Mutually Beneficial
by MadamGrandAdmiral
Dressed
in her finest, Atlanta held the taper to her mouth, a hand carefully shielding
the flame from spluttering, a thin wisp of smoke rising as a sharp breath
extinguished the small light. A delicate hand carefully placed the implement
down.
The
room itself was not particularly special or unique; there had to be a hundred,
or even a thousand, identical to it within all of Imperial Palace, but at
present, it was unique and beautiful because of it.
When
she had first seen it, she had thought it the most beautiful thing she had ever
seen.
Tiny
pinpricks of delicate candlelight illuminated an otherwise dark room, pushing
back the darkness and making the walls glow a wine-red. The tiled floor was
cool beneath her pointed shoes. There was something ethereal about the place,
and that had been part of its beauty. It was a place where no one could touch
them, where rank and circumstance meant as little as the smoke rising and
dissipating.
Everything
was almost as it had been that last night, except for one small but crucial
detail. And it was the loss of that detail that she mourned, alone in what had
become a chapel, a mausoleum to what had once been, and what once could have
been.
But
that past was as devastated as Alderaan, and as stone cold as the space where
the Death Star had been slain. She had had nightmares for weeks about his cold,
broken body, floating alone above Yavin, dead expression somehow blaming her,
accusing her of being a lying whore and manipulative hag who had never truly
felt anything.
It
was ironic, really, that she could ever feel love. That she now hurt as much as
those she had lied to and betrayed had. She was often considered a whore; but
the truth was, she was much worse.
As
a Geisha, her loyalty was to the Emperor directly. It had not mattered when she
had discovered the extent of the threat the Death Star faced; she had not been
allowed to interfere.
Even
for love.
It
had started off as any other assignment should have; the Geisha at the head of
the House of Dolls summoned Atlanta before her, and set the mission out, naming
three men and telling her to choose one, and find out all she could about 'DeathStar'.
A
mere code-name, and already Roganda was extending all
her feelers, playing her trump card too early in their little game at court.

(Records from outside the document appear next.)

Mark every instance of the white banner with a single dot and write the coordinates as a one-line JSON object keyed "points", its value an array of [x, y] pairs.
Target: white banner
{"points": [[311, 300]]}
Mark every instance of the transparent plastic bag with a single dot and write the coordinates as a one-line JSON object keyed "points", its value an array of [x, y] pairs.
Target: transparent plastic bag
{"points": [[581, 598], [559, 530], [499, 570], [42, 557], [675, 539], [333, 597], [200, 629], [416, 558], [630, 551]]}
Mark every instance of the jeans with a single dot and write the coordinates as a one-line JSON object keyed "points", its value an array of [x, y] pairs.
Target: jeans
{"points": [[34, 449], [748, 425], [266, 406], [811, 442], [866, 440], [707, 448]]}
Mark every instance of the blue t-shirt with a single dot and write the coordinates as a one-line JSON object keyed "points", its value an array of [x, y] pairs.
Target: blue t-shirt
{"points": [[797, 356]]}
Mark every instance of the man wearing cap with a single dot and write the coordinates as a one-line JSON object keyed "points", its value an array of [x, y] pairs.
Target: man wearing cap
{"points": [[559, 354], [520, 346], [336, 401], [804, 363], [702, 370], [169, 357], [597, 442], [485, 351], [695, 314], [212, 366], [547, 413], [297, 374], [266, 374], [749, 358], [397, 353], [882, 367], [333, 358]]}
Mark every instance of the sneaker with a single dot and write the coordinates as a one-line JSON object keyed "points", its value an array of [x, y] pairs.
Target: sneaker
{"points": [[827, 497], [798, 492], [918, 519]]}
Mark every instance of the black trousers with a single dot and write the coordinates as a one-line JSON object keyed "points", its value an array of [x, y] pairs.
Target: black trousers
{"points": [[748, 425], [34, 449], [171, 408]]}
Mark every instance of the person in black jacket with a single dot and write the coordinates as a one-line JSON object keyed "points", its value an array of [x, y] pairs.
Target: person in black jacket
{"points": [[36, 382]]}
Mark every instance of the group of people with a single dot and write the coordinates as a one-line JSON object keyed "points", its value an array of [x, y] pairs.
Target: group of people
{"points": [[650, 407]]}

The Geisha operated under a strict code of gathering information, of the
seeking of truth for the glorification of their House, whilst always presenting
an amicable face to the rest of Court.
It
was comparable to the Imperial Intelligence Agency, as run by Ysanne Isard, but in reality, was
a way for Palpatine to spy upon his own Court. The dead calm cruelty of
Imperial Intelligence was replaced by elegance, grace and talents that agents
of Iceheart often lacked.
Atlanta
had obeyed Roganda's request hesitantly; the three
men who had been named as potential targets for 'DeathStar'
enquiries were all strait-laced, from families that knew far better than to mix
with Geisha any more than was necessary.
But
perhaps her first assessment needed more deliberation. They were aristocratic,
but they were still men. Tarkin himself had a fiery redhead
hidden away someplace, or so it was rumoured. Tagge,
it seemed, was carefully watched by his family.
Which had left Admiral Motti wide open to her.
She
sighed, trying to remember when her 'mission' had turned painfully over into an
emotional trauma, the distance she usually kept between herself and her clients
vanishing when sincerity had replaced calm ritual.
The
annual New Year's Eve party had been an event that always drew a lot of
attention from the media, as the rich, famous and aristocratic all descended to
celebrate another glorious year of Imperial control. And yet, they had not
gone. She had been officially invited, and had been fitted for her gown, but
they had not gone to the party.
Instead
he had bought her here, a candlelit chapel to a romance that could not be. He
knew she had discovered what 'DeathStar' was, and had
not had her silenced. Few words had been spoken that night, and yet that had
seemed to be the silencer on their whole affair, because the unspeakable had
occurred.
Few
liberties were denied Geisha, but love was one of them. Manipulation became too
easy then, and with affections lacking sentiment and usually for personal gain,
it also became pointless. A free gift, as it were, supposedly the greatest of
all emotions cheapened by circumstance.
His
arrogance had all been bluster, for the most part, a façade bred into him.
Perhaps that had been why she had been kept a dirty secret, a secret he'd taken
to with him to eternity when the DeathStar had blown.
And
that was also why she had to be silenced. How could his family let her live? A
harlot and an admiral; it was an impossible story, worthy of a HoloDrama and a couple of million credits' worth of
merchandise, as pathetic and transparent as it was painful.
It
was only a matter of who would be sent to do the deed.
She
was surprised she was not afraid to die; after all, nothing could hurt worse than
the pain of never being able to be honest with the world, or the brutality of
the death of a lover.
Closing her eyes, she whispered a small prayer; for love and truth, and waited, the candles spluttering and aging, waiting for the darkness and the death that would come with the sunrise.